爪がはがれる! 「死」を意識する過酷なコース
──最初に走った時の感覚は?
これまで走っている自分しか知らなかったから、そうじゃない自分を見つけた時、すごい楽しかったです。今までは足を怪我して走れなくなったら、もうこの世の終わりと落ち込んでいましたけど、スパルタンをやってからは、足が痛くて走れないなら、重いものを持つトレーニングとか、ぶら下がるトレーニングができるって思えるようになって。メンタル的にも病まなくなりましたね。
──しんどくはなかったですか?
しんどいけど、しんどいことして生きてきたんで(笑)。中距離走をやっているときから、しんどいことが当たり前というか。「まあ、こんなもんだろうな」っていう感覚で。それより、足が速いだけじゃ勝てないっていうのがすごく面白いなと思いました。身体の使い方だったり、いかに楽に速く動けるかっていう、ちょっと武術にも通じる部分が問われているんですよね。

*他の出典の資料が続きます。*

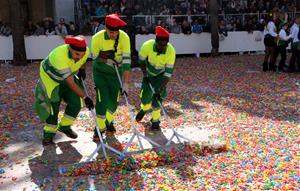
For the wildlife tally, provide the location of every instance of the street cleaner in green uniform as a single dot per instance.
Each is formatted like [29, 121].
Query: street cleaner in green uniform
[156, 59]
[60, 74]
[109, 46]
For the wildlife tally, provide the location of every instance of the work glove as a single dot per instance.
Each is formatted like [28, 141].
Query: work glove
[109, 54]
[88, 103]
[124, 89]
[157, 96]
[81, 74]
[146, 80]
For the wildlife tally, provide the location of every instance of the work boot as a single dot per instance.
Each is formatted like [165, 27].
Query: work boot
[96, 137]
[110, 127]
[265, 66]
[140, 115]
[155, 126]
[48, 138]
[47, 141]
[67, 131]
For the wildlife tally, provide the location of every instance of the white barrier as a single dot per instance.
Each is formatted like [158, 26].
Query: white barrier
[38, 47]
[6, 48]
[201, 43]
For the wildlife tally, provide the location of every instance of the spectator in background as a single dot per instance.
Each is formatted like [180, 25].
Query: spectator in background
[30, 28]
[196, 27]
[237, 26]
[143, 30]
[261, 25]
[73, 29]
[39, 29]
[97, 26]
[249, 26]
[223, 30]
[48, 27]
[282, 44]
[61, 30]
[87, 29]
[270, 43]
[62, 22]
[295, 33]
[176, 27]
[5, 29]
[186, 27]
[100, 11]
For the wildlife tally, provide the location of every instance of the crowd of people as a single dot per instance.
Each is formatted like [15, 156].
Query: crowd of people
[278, 35]
[48, 27]
[182, 16]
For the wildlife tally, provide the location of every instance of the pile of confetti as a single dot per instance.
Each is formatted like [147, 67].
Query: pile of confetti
[256, 112]
[149, 158]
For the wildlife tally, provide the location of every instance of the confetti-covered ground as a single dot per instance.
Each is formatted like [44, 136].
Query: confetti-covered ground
[257, 113]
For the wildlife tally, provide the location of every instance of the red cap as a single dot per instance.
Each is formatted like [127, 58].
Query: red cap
[77, 41]
[161, 32]
[114, 21]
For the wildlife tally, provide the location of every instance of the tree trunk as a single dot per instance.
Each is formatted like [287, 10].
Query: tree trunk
[17, 24]
[213, 11]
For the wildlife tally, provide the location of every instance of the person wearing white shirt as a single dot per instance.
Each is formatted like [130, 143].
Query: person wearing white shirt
[270, 44]
[282, 44]
[295, 33]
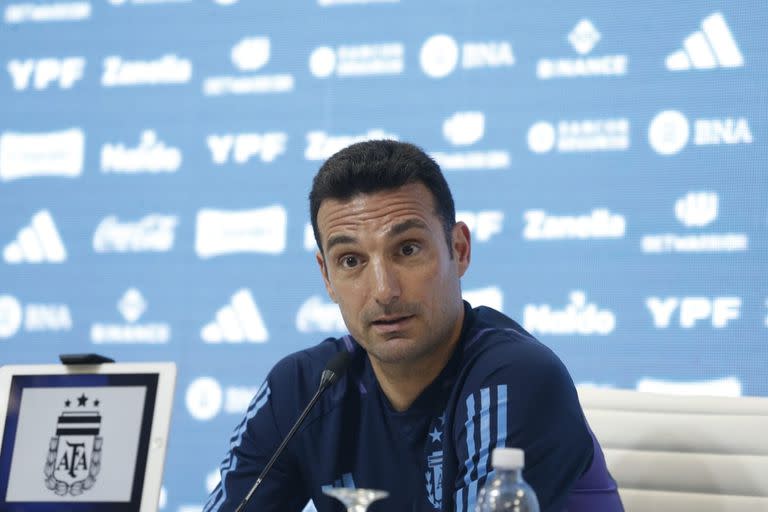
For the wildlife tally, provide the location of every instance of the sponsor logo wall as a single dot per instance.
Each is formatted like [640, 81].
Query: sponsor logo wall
[609, 162]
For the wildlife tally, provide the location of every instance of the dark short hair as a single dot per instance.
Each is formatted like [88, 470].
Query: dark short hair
[378, 165]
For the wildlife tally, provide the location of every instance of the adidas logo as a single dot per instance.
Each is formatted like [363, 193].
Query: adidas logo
[711, 47]
[237, 322]
[37, 243]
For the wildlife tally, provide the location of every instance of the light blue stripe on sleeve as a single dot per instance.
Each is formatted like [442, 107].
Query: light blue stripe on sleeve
[471, 448]
[482, 453]
[257, 404]
[501, 416]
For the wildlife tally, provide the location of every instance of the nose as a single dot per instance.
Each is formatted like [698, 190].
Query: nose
[386, 283]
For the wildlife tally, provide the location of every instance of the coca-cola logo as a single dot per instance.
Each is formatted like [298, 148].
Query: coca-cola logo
[153, 233]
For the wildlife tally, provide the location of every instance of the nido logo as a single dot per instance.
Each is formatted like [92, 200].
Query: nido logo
[691, 310]
[669, 132]
[131, 306]
[39, 242]
[711, 47]
[32, 155]
[248, 55]
[150, 156]
[728, 386]
[238, 322]
[166, 70]
[372, 59]
[600, 223]
[242, 147]
[583, 136]
[321, 145]
[695, 210]
[583, 39]
[39, 74]
[578, 318]
[465, 129]
[41, 13]
[222, 232]
[153, 233]
[490, 296]
[34, 317]
[440, 55]
[317, 315]
[205, 398]
[483, 224]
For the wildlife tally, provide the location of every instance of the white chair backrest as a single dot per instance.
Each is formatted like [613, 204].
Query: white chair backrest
[682, 453]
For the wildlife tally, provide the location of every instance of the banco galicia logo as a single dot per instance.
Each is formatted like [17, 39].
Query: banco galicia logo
[371, 59]
[44, 154]
[46, 12]
[206, 398]
[248, 56]
[261, 230]
[579, 136]
[463, 130]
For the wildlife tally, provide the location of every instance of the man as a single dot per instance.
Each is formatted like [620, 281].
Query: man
[434, 385]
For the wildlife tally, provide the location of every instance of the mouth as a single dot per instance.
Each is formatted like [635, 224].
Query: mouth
[391, 323]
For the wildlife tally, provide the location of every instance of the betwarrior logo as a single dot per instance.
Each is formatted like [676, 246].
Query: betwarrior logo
[74, 453]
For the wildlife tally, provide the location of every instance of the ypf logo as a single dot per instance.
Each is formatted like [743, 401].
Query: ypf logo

──海外レースの話も聞かせてください。アブダビの世界大会が特にきつかったと聞きました。
あれはちょっと「死」を感じましたね。21kmのコースで、砂漠なのでそもそも全然走れない。しかも靴に砂が入って爪ははがれるし。スタートが暑さを避けた遅い時間帯なので、走っている途中で真っ暗になってくるんですよ。街灯も何もない砂漠を、ヘッドライト1つで進んでいく。高低差がすごくて、四つんばいで登らなきゃいけない場所もあって。「これ、帰れるかな」と恐怖を感じました。
──海外レース全般、過酷そうですね。
ハワイでは「この川、死んでるやろ」みたいな臭い川に胸の深さまで入らされたり、台湾では野犬に吠えられ、襲われそうになったりしたこともありましたね。ケガも多く傷口から感染症になったら最悪なので、破傷風のワクチンを事前に2回打って出ています。